En invierno, ponen dos o tres filas de esteras de paja a lo largo de las paredes y el espacio entre ellas se rellena con más paja, además de la lana de oveja que cubre las paredes. El secreto para aislarse del frío suelo y estar cómodo reside en el acondicionamiento del piso. Suele estar cubierto de esteras de junco, una gruesa capa de fieltro, pieles curtidas de yak, alfombras con motivos florales y mullidos edredones.
Las comidas, que si los hombres han tenido un buen día de caza puede tratarse de un rico asado de venado (ibex), están acompañadas del omnipresente vodka, vasos que gustan rellenar nada más apurar la última gota. Pero, antes de probar cualquier bocado, se toma un buen vaso de «kumiss», bebida elaborada con fermento de leche de yegua, densa y amarga, que no se bebe precisamente de un trago. En ocasiones, sobre nuestras cabezas, un cordel cruzará de un extremo a otro la yurta. De él colgarán gruesas piezas de carne muy roja y oscura secándose.

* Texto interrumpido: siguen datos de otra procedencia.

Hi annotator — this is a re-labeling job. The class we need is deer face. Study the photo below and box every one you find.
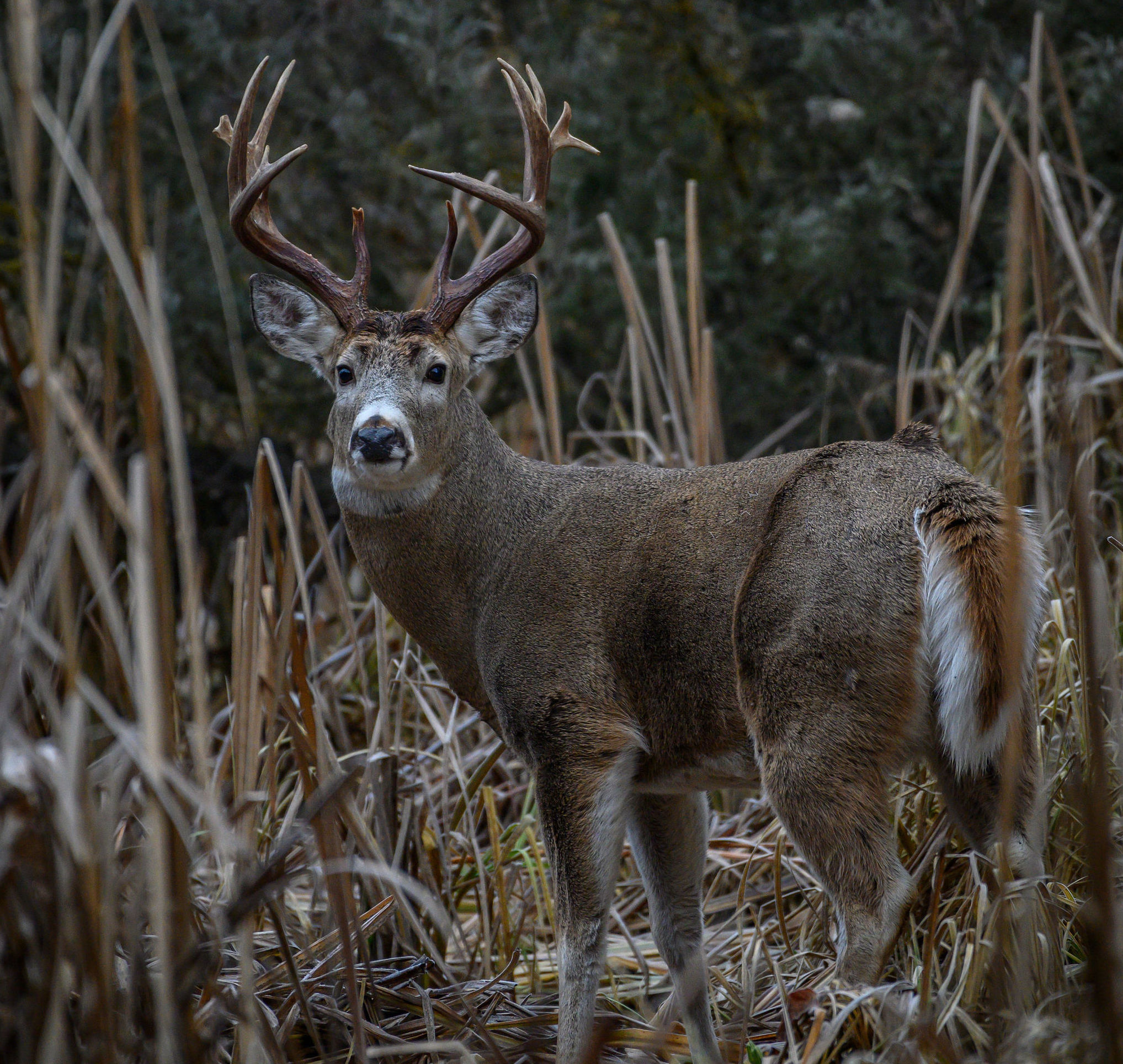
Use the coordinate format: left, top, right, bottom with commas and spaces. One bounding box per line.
251, 274, 538, 514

El exterior de la yurta se encuentra recubierto por una gruesa capa de fieltro blanco si se trata de una de lujo, pues el fieltro gris es para las más corrientes. Pero lo que más reconforta de ellas es la calurosa hospitalidad con la que seremos tratados por unos de los grupos nómadas más antiguos de la tierra.
Cada verano, a orillas del lago Sonkel, se concentran, como lo han hecho durante cientos de años, campamentos nómadas en busca de pastos tiernos para alimentar al ganado.